The restaurant food was excellent, and took the form of a buffet, with a huge choice.
We managed to get Harry walking some decent distances too. On the first morning Harry walked about 5 miles, stopping after 2.5 miles and a 400 metre climb to play on his DSi because "his legs were tired." He wasn't fazed by the bridges either, unlike Dawn.....
Day 2 was where we split off to do our own things. I wanted to walk to Las Torres, which is advertised as a challenging walk, climbing around 1000m in 9km, but taking around 4 hours to reach Las Torres, and then 3.5 hours to return. I booked a tour guide, which turned out to be Marcella, and at 9:30am, I set off, with just one other person to walk to Las Torres. A packed lunch was provided, and Marcella was fairly clear that it would be us that set the pace for the day. The other walker, Kate, was young american tourist on holiday with her grandparents. The weather was very hot and sunny, topping out at 28C, so it was no surprise that by the time we reached Chileno, the halfway point that Ihad drunk 1.5 litres of water! Chileno is around 400m high, but to reach it you first climb to just over 600m, before dropping down 200m to Chileno. Kate and I were interviewed by Chilean TV at Chileno about our views on the park and how our holidays had been affected by the fires before the reporter tagged onto the group for the final stage.
We finally reached the top at 12:30. Allowing for rest breaks we had completed a 4 hour walk in just under 3 hours! Marcella thought that this may be one of the fastest guided times of the season, and we had been talking all the way and finding out lots of information. I guess that just being a small group helped considerably! The final stage of the walk is a climb of about 1.5km over the morraine left from the original corrie glacier, and is about a 1:2 gradient. All of us by now had emptied our original water and were drinking from the hillside stream, which were crisp, cool and refreshing.
The view at the top was amazing, and the photos below do not show how blue the ice of the corrie glacier really was, and certainly don't allow you to hear the cracks, crunches and groans coming from the ice. On account of our good time, we stayed here for around an hour, having lunch, taking photos, refilling water and generally exploring.
We left the top at 1:30, and on our way back met people we had passed on the way up, who were surprised how quickly we had made it.

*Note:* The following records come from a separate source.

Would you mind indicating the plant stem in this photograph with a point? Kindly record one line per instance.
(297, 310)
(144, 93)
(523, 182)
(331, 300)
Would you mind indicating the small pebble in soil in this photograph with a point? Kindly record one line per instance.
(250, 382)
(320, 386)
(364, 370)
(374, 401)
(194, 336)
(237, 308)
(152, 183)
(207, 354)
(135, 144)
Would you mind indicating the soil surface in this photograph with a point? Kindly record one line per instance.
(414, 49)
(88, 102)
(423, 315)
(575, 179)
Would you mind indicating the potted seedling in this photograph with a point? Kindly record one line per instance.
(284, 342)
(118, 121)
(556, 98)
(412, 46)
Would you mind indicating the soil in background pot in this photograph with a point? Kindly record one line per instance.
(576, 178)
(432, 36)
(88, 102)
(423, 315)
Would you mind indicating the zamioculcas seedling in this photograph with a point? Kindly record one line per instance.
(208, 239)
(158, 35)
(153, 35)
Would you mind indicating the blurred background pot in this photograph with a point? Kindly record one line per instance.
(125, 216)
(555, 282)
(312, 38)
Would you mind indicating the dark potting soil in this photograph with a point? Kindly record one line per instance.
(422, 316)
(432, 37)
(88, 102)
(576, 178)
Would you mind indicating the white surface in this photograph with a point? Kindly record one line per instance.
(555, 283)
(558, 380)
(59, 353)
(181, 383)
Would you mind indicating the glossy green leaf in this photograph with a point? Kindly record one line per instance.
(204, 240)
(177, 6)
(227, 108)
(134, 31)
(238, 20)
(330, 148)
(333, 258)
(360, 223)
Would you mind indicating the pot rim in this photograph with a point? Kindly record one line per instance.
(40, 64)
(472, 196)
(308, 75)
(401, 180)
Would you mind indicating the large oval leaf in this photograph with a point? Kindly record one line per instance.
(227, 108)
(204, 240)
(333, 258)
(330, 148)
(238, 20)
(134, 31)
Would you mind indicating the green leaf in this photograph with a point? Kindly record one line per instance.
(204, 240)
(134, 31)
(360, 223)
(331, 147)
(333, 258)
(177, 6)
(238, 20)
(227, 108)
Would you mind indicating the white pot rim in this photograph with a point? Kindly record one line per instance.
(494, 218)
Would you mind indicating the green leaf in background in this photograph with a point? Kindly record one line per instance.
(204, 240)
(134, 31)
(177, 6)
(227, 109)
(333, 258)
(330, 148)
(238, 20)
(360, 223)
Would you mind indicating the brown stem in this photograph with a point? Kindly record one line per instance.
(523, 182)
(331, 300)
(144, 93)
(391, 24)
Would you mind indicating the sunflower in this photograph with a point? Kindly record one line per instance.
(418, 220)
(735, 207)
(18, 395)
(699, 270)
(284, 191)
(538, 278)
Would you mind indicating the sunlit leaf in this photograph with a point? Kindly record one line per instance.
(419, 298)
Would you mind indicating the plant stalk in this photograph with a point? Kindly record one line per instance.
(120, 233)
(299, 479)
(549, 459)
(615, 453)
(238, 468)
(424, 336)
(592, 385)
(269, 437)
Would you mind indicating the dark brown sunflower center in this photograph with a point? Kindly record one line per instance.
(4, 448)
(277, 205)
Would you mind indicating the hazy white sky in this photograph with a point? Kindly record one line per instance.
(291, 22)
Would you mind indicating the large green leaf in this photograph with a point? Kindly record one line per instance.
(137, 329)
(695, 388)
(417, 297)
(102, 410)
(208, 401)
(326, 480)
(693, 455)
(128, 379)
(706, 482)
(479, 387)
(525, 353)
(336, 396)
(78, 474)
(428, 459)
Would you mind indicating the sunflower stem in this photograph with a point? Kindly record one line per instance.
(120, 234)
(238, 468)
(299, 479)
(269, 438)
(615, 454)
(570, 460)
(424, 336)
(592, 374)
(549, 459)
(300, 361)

We stopped just once on the way back down, at Chileno, and arrived back the hotel at 3:45, which Marcella then confirmed was the fastest guided time of the season! Back in the room, I took off my Gore-tex boots which are supposed to let sweat out but not let water in, to find that in the conditions that day Gore-tex boots simply do not work; I could wring my socks out, and my feet had pruned with the sweat. The socks had to be washed through because they were that wet! That said though, there was not a blister in sight!
Dawn and Harry meanwhile had stayed around the hotel for some spa, massage and jacuzzi treatment, before heading off a trip to Laguna Azul. They visited similar places to the trip at the start of the holiday, but it was much more relaxed, more friendly, and Dawn said the tour was a lot better, wishing that we had skipped the tour on the first day and gone straight to Rio Serrano from Punta!
They made a final stop at the "Eco Campsite" which makes up part of the complex. Basically, it's camping in a dome!
Time to head back to Punta Arenas for our flight home on Saturday!